I have a bunch of Newline-delimited JSON files that I want to read into R using the arrow package.

One of the parameters in the file is nested. The potential nested values are quite big and messy and I would prefer to only select the nested parameters I actually need.

Here is an example of the data I am working with:

# Bring in libraries
suppressMessages(library(arrow))
suppressMessages(library(data.table))

# Make data
tf <- tempfile()
on.exit(unlink(tf))
writeLines('
    { "hello": 3.5, "world": false, "yo":{"param1":"duck1","param2":"duck2"} }
    { "hello": 3.25, "world": null, "yo":{"param1":"duck3","param2":"duck4"} }
    { "hello": 0.0, "world": true, "yo":{"param1":"duck5","param2":"duck6"} }
  ', tf, useBytes = TRUE)
df <- read_json_arrow(tf)

This is the result of what I just read in:

enter image description here

read_json_arrow(tf, col_select = "yo")

I can also read in the "yo" column.

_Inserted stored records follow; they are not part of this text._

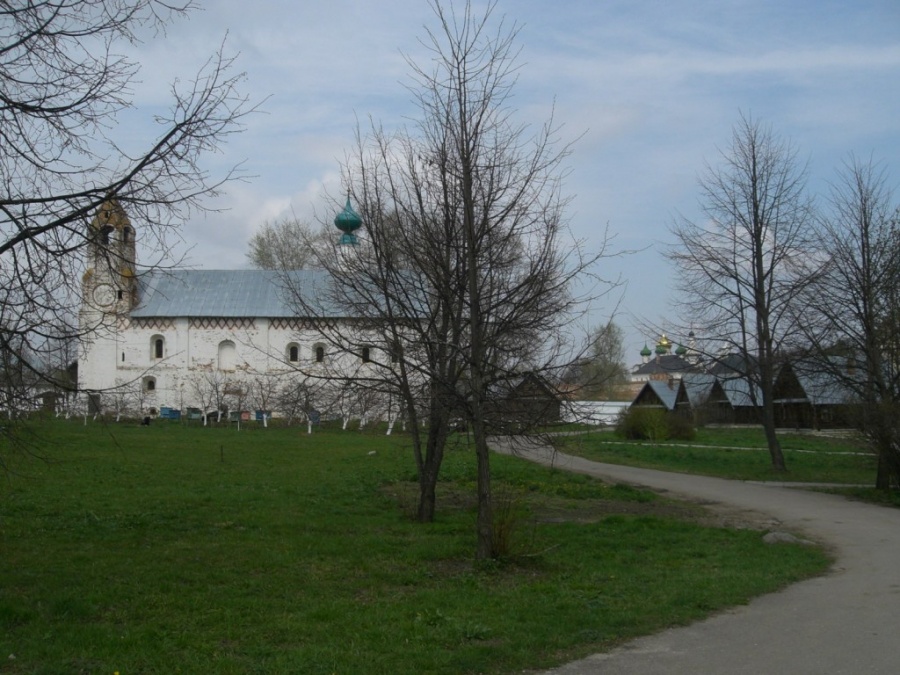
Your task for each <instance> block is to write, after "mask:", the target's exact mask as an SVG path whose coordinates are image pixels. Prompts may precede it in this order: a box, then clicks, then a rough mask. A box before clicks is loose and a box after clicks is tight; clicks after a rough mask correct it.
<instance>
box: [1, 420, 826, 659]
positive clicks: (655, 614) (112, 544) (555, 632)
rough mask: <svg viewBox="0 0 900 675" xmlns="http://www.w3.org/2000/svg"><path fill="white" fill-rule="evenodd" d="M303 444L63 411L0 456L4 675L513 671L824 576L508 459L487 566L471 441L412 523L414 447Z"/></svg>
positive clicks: (265, 437)
mask: <svg viewBox="0 0 900 675" xmlns="http://www.w3.org/2000/svg"><path fill="white" fill-rule="evenodd" d="M303 431H304V430H301V429H296V428H294V429H276V428H271V429H268V430H262V429H253V428H248V429H245V430H243V431H236V430H235V429H234V428H229V427H223V428H205V429H204V428H199V427H183V426H180V425H178V424H157V425H154V426H151V427H149V428H148V427H143V428H142V427H138V426H136V425H129V424H122V425H110V426H108V427H106V426H103V425H100V424H94V423H91V424H88V425H87V426H84V425H82V424H81V423H80V422H74V421H69V422H61V421H52V422H48V423H46V424H45V426H43V427H42V436H43V440H42V441H41V444H40V445H39V446H38V449H39V452H40V454H41V457H40V458H36V457H33V456H26V455H21V454H15V453H12V452H11V451H10V449H9V448H7V447H3V448H0V452H2V453H3V456H4V458H5V459H6V460H7V461H8V467H7V471H6V474H5V476H4V477H3V478H2V481H0V547H2V555H0V672H4V673H41V674H46V675H49V674H51V673H59V674H62V673H65V674H70V673H108V674H110V675H111V674H112V673H114V672H118V673H120V674H121V675H127V674H131V673H348V674H350V673H353V674H357V673H392V674H397V673H453V674H456V673H513V672H520V671H522V670H523V669H530V668H534V669H537V668H545V667H549V666H552V665H554V664H559V663H561V662H565V661H567V660H569V659H572V658H575V657H579V656H583V655H585V654H587V653H590V652H593V651H597V650H602V649H606V648H609V647H610V646H613V645H615V644H617V643H619V642H621V641H622V640H624V639H627V638H630V637H633V636H636V635H640V634H646V633H650V632H653V631H656V630H658V629H660V628H663V627H666V626H670V625H675V624H680V623H685V622H689V621H692V620H695V619H697V618H700V617H702V616H705V615H707V614H709V613H711V612H713V611H715V610H717V609H720V608H722V607H726V606H730V605H735V604H740V603H744V602H746V601H747V600H748V599H749V598H751V597H753V596H755V595H758V594H761V593H764V592H767V591H771V590H774V589H777V588H779V587H782V586H784V585H785V584H788V583H790V582H792V581H795V580H797V579H800V578H804V577H807V576H810V575H814V574H817V573H820V572H822V571H823V570H824V569H826V568H827V566H828V559H827V558H826V556H825V555H824V554H823V553H822V552H821V551H819V550H817V549H815V548H809V547H801V546H788V545H777V546H769V545H765V544H763V543H762V542H761V538H760V533H759V532H754V531H748V530H727V529H719V528H710V527H704V526H702V525H701V524H700V522H699V521H700V520H702V519H700V518H699V517H698V516H699V515H700V514H699V513H698V510H697V509H698V507H688V506H679V505H677V504H673V503H670V502H666V501H664V500H662V499H660V498H658V497H656V496H655V495H653V494H651V493H648V492H643V491H638V490H635V489H632V488H627V487H620V486H607V485H604V484H602V483H600V482H599V481H595V480H592V479H590V478H587V477H584V476H578V475H569V474H566V473H562V472H560V471H555V470H550V469H545V468H541V467H538V466H534V465H531V464H528V463H526V462H524V461H522V460H518V459H516V458H512V457H504V456H494V457H492V463H493V467H494V474H495V491H496V495H497V504H498V511H499V513H500V518H499V520H500V522H501V526H500V530H501V531H502V532H504V533H508V534H511V539H512V543H511V553H510V554H509V555H507V556H505V557H504V558H503V559H501V560H499V561H497V562H496V563H494V564H490V565H476V564H474V562H473V551H474V544H475V542H474V516H475V511H474V500H473V494H474V481H475V467H474V457H473V456H472V455H473V453H471V452H470V451H469V450H468V449H466V448H464V447H461V448H458V449H455V450H452V451H450V452H449V454H448V457H447V460H446V463H445V468H444V471H443V477H442V482H441V485H440V491H439V502H438V519H437V522H435V523H433V524H430V525H420V524H416V523H414V522H413V521H412V520H411V517H410V514H411V513H412V512H413V509H414V506H415V484H414V478H415V472H414V464H413V461H412V456H411V453H410V451H409V448H408V440H407V439H405V438H403V437H402V436H392V437H385V436H383V435H375V434H364V433H359V432H357V431H347V432H340V431H321V432H317V433H315V434H313V435H311V436H308V435H306V434H305V433H303ZM7 655H9V656H8V657H7Z"/></svg>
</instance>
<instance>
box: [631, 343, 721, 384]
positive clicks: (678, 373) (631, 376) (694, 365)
mask: <svg viewBox="0 0 900 675" xmlns="http://www.w3.org/2000/svg"><path fill="white" fill-rule="evenodd" d="M672 346H673V345H672V342H671V341H670V340H669V338H667V337H666V335H665V333H663V334H662V335H661V336H660V338H659V340H658V341H657V343H656V347H655V349H654V350H653V351H651V350H650V348H649V347H648V346H647V345H646V344H645V345H644V348H643V349H642V350H641V362H640V363H639V364H637V365H635V366H634V367H633V368H632V369H631V372H630V373H629V374H628V381H629V382H631V383H634V384H638V383H644V382H649V381H651V380H661V381H665V382H669V381H678V380H681V379H683V378H684V376H685V375H686V374H688V373H697V372H703V371H704V370H705V368H704V364H703V363H702V358H701V355H700V353H699V352H698V351H697V346H696V336H695V335H694V332H693V331H691V333H690V334H689V335H688V345H687V346H684V345H678V346H677V347H675V349H674V351H673V349H672Z"/></svg>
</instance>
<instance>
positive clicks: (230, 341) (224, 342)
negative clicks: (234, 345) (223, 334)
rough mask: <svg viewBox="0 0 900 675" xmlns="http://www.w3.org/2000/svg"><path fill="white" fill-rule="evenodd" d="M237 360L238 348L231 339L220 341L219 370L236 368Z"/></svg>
mask: <svg viewBox="0 0 900 675" xmlns="http://www.w3.org/2000/svg"><path fill="white" fill-rule="evenodd" d="M236 362H237V349H235V346H234V343H233V342H232V341H231V340H223V341H222V342H220V343H219V370H234V365H235V363H236Z"/></svg>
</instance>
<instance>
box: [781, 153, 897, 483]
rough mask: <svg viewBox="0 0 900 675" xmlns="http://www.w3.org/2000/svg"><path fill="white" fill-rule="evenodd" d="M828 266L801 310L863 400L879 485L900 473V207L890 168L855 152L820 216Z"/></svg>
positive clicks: (868, 430)
mask: <svg viewBox="0 0 900 675" xmlns="http://www.w3.org/2000/svg"><path fill="white" fill-rule="evenodd" d="M819 233H820V241H821V255H822V257H823V259H824V260H827V266H826V268H825V273H824V274H823V275H822V276H821V278H820V279H819V281H818V282H817V283H816V284H815V285H814V286H813V287H812V288H811V289H810V292H809V293H808V295H807V297H806V302H805V303H804V305H803V311H802V313H801V314H800V316H799V317H798V319H799V320H800V321H799V323H800V325H801V326H802V327H803V328H804V335H805V337H806V341H807V344H808V345H809V349H810V351H811V352H812V354H811V356H812V357H813V360H812V363H814V364H815V368H816V369H817V370H819V371H821V372H825V373H827V374H828V375H829V377H830V380H831V382H832V384H833V386H834V387H835V388H837V389H839V390H840V391H843V392H845V394H846V395H847V396H848V398H850V399H852V400H853V401H857V402H859V403H861V405H860V406H859V407H860V416H859V419H858V420H857V421H858V422H859V423H860V425H861V428H862V430H863V432H864V433H865V434H866V436H867V437H868V438H869V439H870V441H871V443H872V446H873V448H874V450H875V452H876V454H877V456H878V473H877V477H876V486H877V487H879V488H881V489H888V488H889V487H890V486H891V484H892V483H897V482H898V481H900V422H898V417H900V208H898V205H897V203H896V202H895V201H894V198H893V193H892V191H891V189H890V188H889V186H888V182H887V172H886V170H885V168H884V167H883V166H882V165H879V164H877V163H875V162H874V161H872V160H868V161H861V160H860V159H859V158H857V157H853V156H851V157H850V158H849V159H848V160H847V162H845V164H844V166H843V168H842V169H841V171H840V172H839V174H838V179H837V181H836V182H835V183H834V184H833V185H832V189H831V193H830V198H829V200H828V209H827V211H826V213H825V215H824V216H823V217H822V218H821V220H820V227H819Z"/></svg>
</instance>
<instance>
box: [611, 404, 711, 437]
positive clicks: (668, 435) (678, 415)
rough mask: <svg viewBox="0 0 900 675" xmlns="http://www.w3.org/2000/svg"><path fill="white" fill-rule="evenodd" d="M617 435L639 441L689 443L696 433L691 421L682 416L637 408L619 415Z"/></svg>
mask: <svg viewBox="0 0 900 675" xmlns="http://www.w3.org/2000/svg"><path fill="white" fill-rule="evenodd" d="M616 433H617V434H618V435H619V436H621V437H623V438H627V439H629V440H638V441H665V440H668V439H677V440H681V441H689V440H692V439H693V438H694V435H695V433H696V432H695V429H694V426H693V424H691V422H690V420H688V419H686V418H685V417H682V416H681V415H674V414H672V413H667V412H666V411H664V410H660V409H659V408H642V407H640V406H637V407H634V408H628V409H626V410H623V411H622V412H621V413H620V414H619V419H618V421H617V422H616Z"/></svg>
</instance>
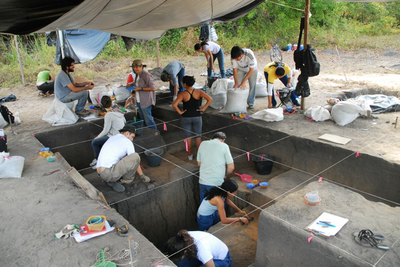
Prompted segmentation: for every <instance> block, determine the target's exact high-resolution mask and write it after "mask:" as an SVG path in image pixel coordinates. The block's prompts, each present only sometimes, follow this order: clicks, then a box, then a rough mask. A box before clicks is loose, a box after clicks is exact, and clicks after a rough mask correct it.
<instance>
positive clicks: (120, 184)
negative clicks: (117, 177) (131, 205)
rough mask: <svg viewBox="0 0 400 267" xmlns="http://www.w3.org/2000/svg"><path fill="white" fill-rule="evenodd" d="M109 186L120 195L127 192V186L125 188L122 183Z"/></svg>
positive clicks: (118, 182)
mask: <svg viewBox="0 0 400 267" xmlns="http://www.w3.org/2000/svg"><path fill="white" fill-rule="evenodd" d="M107 184H108V186H111V187H112V189H114V191H116V192H118V193H122V192H124V191H125V186H123V185H122V184H121V183H120V182H108V183H107Z"/></svg>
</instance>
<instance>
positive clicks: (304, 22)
mask: <svg viewBox="0 0 400 267" xmlns="http://www.w3.org/2000/svg"><path fill="white" fill-rule="evenodd" d="M310 5H311V0H306V7H305V9H304V46H303V49H306V48H307V44H308V28H309V24H310ZM297 49H300V44H299V48H297ZM305 109H306V107H305V100H304V97H302V98H301V110H305Z"/></svg>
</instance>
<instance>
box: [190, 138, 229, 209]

The results is below:

enter image description here

But I am having trouble reading in the "yo.param1" data element:

enter image description here

Any ideas on how I might read this nested column in and avoid reading in the entire column?


Solution

  • When you read in an object using the read_* functions, you are reading them in as Arrow Tables, which are stored in-memory. Arrow is designed around doing zero-copy operations, which means that if you can manipulate Arrow objects directly instead of pulling them into R, this should help with not creating intermediate copies of objects and blowing up your R session, when working with larger objects.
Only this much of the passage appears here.